The Privileges by Jonathan Dee
The writing in this novel was very good: smart, witty, revelatory. The early chapters which depict a boozy wedding weekend and a mother getting through an endless day with her young children had me excited and optimistic about the reading journey I was heading on. Even the husband’s lack of integrity when it came to making money indicated promise toward an interesting story, but the problem was that aside from the skilled writing and early chapters there wasn’t much else there – the plot was thin and the characters didn’t evolve in a meaningful way, and the track the author chose for the ending was just strange and unsatisfactory. No reason this novel couldn’t have delivered the full package, and the fact that it didn’t was a big disappointment.
About The Privileges
Smart, socially gifted, and chronically impatient, Adam and Cynthia Morey are so perfect for each other that united they become a kind of fortress against the world. In their hurry to start a new life, they marry young and have two children before Cynthia reaches the age of twenty-five. Adam is a rising star in the world of private equity and becomes his boss’s protégé. With a beautiful home in the upper-class precincts of Manhattan, gorgeous children, and plenty of money, they are, by any reasonable standard, successful.

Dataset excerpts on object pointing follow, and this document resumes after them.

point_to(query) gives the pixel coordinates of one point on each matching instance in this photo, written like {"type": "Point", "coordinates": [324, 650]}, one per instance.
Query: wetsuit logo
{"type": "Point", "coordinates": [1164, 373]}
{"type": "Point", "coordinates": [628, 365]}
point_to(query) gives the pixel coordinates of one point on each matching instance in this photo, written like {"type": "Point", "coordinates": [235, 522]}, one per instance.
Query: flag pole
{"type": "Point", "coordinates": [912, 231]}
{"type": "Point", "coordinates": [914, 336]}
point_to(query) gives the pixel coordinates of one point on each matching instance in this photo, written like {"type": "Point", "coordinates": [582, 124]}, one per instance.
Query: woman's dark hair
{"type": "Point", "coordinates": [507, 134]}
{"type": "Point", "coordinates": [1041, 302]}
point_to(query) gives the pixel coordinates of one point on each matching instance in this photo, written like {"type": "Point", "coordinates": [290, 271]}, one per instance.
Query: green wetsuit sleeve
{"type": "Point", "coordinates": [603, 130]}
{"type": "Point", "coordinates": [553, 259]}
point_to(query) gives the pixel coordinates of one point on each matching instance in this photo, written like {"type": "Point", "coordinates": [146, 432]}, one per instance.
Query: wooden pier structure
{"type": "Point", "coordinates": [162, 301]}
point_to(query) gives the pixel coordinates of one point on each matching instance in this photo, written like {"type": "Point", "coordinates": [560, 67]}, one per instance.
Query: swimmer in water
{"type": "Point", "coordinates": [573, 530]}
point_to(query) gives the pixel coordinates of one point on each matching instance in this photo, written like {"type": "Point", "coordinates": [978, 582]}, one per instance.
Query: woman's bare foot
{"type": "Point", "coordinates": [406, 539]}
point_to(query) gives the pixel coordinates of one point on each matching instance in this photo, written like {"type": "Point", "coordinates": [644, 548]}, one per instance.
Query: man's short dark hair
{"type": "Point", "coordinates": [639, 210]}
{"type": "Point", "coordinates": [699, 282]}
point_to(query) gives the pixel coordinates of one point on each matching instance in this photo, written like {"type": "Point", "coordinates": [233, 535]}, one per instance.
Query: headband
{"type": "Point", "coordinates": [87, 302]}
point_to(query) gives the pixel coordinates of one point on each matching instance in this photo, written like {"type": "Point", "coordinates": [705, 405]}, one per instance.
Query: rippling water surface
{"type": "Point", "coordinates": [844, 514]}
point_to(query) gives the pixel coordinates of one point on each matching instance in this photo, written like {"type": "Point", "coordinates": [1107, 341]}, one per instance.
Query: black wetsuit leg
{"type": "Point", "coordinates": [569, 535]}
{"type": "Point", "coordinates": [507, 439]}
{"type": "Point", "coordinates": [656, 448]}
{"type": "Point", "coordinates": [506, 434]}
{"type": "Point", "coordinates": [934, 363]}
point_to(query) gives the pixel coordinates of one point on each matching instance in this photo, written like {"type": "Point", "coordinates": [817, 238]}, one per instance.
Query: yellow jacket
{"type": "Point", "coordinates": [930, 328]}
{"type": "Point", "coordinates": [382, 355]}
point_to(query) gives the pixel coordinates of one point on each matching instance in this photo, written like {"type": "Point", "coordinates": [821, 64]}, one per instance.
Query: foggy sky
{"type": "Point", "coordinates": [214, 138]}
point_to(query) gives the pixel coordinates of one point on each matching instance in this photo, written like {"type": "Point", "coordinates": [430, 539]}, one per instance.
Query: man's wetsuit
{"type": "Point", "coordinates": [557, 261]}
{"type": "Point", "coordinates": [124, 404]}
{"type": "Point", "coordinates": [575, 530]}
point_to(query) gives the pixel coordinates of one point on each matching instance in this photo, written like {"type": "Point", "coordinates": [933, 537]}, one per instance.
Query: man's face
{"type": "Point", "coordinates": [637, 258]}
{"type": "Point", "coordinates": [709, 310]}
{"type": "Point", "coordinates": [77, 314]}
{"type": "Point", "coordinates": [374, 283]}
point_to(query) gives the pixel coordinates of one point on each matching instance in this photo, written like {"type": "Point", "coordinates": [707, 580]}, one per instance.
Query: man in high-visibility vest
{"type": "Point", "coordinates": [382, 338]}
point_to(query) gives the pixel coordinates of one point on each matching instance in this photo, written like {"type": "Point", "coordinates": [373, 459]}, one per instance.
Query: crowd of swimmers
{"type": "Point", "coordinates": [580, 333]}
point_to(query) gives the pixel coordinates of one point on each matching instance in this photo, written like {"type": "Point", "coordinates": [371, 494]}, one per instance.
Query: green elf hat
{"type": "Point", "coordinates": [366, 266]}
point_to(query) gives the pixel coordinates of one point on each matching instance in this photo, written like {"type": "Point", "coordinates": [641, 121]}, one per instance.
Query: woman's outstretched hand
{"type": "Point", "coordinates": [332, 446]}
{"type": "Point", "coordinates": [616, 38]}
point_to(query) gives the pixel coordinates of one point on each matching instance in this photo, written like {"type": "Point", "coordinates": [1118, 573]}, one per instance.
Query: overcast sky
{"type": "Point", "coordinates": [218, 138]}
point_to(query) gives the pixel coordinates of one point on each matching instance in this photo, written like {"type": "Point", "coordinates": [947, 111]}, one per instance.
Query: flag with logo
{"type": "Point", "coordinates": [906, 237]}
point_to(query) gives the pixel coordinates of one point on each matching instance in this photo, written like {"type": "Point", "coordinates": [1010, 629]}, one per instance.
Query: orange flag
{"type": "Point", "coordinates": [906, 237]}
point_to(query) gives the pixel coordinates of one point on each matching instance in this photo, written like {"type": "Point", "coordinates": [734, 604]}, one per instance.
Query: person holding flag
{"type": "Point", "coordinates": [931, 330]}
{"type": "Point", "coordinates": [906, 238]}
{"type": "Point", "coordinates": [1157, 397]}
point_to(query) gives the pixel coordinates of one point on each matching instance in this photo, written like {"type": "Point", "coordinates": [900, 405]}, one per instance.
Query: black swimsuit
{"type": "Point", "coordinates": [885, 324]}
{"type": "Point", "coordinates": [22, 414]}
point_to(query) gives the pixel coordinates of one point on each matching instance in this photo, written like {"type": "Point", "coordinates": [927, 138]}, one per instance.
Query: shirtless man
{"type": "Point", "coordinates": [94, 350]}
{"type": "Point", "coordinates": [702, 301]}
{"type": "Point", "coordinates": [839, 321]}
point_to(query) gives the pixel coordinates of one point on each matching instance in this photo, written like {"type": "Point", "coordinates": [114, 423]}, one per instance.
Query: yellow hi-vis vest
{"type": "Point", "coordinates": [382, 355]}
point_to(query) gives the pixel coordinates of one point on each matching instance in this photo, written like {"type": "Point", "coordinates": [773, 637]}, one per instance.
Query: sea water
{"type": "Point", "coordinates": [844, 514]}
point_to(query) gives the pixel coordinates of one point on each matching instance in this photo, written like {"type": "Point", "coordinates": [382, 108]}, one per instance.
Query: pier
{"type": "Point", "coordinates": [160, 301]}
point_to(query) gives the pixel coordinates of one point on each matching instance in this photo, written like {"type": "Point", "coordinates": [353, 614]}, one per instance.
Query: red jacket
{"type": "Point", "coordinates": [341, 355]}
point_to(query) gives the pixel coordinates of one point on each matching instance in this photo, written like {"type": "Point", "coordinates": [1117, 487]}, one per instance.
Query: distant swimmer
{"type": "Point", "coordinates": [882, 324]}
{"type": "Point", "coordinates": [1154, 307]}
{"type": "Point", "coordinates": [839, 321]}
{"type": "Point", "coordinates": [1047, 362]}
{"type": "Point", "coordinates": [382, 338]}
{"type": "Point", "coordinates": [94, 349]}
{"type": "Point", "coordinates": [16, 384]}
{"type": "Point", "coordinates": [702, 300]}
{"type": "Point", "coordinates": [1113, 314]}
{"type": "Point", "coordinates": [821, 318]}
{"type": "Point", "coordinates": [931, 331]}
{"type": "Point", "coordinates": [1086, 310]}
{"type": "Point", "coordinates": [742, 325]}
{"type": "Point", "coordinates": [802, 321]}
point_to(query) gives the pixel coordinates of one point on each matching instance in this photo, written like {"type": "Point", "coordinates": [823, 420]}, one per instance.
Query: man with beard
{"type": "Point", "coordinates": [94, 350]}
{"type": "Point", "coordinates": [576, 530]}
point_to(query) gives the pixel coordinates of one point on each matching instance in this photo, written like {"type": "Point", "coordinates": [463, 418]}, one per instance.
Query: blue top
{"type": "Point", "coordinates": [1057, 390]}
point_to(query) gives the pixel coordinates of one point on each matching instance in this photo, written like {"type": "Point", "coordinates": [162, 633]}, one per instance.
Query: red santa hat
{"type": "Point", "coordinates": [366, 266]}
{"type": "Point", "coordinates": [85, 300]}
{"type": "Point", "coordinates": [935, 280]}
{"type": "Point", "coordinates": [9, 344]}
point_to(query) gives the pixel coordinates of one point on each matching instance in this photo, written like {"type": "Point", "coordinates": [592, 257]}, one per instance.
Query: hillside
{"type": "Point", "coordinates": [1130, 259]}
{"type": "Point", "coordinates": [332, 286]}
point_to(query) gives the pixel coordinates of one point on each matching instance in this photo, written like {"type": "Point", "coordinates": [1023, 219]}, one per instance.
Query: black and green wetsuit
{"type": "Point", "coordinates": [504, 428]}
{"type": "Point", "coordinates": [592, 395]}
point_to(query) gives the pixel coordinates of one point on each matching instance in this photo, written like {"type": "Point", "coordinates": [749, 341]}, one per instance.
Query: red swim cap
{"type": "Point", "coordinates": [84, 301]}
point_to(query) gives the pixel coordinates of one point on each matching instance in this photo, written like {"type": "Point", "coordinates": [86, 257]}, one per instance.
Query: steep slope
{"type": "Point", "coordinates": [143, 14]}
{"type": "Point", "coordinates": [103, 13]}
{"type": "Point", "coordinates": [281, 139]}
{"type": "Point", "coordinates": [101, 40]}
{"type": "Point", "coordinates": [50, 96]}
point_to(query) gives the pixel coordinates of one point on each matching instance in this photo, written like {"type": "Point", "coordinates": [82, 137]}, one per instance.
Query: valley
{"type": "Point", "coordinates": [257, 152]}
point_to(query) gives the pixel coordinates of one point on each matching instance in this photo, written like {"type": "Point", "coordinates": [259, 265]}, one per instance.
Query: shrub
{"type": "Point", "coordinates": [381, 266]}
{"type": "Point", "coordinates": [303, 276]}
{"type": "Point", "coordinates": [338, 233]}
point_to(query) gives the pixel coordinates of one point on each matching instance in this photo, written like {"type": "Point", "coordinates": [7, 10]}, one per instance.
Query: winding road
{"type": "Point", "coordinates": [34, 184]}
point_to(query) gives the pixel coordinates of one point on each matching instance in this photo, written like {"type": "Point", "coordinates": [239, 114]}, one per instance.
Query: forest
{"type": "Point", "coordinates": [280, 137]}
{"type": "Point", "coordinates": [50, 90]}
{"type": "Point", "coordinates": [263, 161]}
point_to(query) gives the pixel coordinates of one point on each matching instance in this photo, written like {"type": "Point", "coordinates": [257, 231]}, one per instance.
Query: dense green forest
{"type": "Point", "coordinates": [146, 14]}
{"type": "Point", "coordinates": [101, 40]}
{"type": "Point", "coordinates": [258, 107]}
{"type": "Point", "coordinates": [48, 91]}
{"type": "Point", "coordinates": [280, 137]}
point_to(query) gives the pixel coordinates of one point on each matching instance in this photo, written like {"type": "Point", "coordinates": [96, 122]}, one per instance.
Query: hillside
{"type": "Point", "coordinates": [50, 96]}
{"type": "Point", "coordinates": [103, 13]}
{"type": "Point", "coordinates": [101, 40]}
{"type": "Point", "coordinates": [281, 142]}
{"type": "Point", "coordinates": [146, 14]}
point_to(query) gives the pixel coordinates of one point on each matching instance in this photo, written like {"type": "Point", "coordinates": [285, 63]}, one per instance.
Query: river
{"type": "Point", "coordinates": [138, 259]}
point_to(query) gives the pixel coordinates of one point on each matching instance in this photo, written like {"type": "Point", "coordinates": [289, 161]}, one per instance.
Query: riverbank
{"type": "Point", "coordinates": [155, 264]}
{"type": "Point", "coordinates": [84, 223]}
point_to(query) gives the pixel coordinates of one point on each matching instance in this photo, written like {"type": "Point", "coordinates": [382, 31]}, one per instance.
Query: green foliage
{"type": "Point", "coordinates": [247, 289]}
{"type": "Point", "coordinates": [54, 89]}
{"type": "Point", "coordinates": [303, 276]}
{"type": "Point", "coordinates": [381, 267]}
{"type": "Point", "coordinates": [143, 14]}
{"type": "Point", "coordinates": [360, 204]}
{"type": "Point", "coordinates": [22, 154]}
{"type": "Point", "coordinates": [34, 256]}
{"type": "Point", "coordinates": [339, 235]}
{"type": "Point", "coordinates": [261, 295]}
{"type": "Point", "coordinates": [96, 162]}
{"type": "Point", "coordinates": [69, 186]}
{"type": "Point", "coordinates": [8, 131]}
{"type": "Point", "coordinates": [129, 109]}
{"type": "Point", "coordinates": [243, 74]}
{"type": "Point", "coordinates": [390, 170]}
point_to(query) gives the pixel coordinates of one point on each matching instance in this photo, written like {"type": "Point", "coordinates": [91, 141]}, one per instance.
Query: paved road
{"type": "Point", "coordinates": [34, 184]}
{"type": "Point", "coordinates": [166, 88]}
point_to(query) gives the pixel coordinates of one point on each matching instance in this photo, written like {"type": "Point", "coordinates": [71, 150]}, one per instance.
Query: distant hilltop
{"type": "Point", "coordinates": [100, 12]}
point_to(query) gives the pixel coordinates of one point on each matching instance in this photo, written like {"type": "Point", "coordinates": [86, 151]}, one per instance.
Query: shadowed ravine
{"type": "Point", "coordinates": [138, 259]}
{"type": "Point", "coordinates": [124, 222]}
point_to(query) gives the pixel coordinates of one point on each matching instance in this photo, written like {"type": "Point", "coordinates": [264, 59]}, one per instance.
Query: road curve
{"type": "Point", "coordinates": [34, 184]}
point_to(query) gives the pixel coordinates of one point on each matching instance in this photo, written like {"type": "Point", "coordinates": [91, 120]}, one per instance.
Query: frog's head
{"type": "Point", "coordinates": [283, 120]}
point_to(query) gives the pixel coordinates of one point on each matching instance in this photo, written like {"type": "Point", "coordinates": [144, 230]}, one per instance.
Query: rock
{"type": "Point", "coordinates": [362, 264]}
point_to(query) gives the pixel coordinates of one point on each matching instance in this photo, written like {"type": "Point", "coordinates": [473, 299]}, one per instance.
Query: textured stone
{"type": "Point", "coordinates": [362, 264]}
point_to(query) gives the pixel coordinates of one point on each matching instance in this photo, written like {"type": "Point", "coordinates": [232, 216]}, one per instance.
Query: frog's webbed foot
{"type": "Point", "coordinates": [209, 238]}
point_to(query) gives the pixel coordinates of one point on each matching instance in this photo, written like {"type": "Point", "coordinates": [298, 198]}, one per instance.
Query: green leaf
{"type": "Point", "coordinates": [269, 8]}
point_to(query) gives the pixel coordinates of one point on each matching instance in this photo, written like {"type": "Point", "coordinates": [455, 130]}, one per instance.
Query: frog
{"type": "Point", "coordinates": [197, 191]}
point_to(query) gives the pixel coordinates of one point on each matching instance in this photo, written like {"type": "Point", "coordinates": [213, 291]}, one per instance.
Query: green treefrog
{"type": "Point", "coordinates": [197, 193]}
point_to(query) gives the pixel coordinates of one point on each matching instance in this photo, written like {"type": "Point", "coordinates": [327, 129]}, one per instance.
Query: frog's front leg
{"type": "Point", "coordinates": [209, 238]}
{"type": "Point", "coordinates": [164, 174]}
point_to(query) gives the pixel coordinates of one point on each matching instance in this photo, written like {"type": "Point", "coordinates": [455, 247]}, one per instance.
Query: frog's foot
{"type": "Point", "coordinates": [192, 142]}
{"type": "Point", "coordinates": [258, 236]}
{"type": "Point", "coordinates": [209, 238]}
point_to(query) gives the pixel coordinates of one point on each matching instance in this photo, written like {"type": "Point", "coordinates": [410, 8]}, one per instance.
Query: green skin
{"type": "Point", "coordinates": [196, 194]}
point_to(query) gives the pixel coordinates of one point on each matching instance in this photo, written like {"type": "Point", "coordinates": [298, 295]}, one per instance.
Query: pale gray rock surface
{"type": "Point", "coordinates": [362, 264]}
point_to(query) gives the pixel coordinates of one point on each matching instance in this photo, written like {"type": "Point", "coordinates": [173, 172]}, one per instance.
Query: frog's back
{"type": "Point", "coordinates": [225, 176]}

But the Moreys’ standards are not the same as other people’s. The future in which they have always believed for themselves and their children—a life of almost boundless privilege, in which any desire can be acted upon and any ambition made real—is still out there, but it is not arriving fast enough to suit them. As Cynthia, at home with the kids day after identical day, begins to drift, Adam is confronted with a choice that will test how much he is willing to risk to ensure his family’s happiness and to recapture the sense that the only acceptable life is one of infinite possibility.
The Privileges is an odyssey of a couple touched by fortune, changed by time, and guided above all else by their epic love for each other. Lyrical, provocative, and brilliantly imagined, this is a timely meditation on wealth, family, and what it means to leave the world richer than you found it.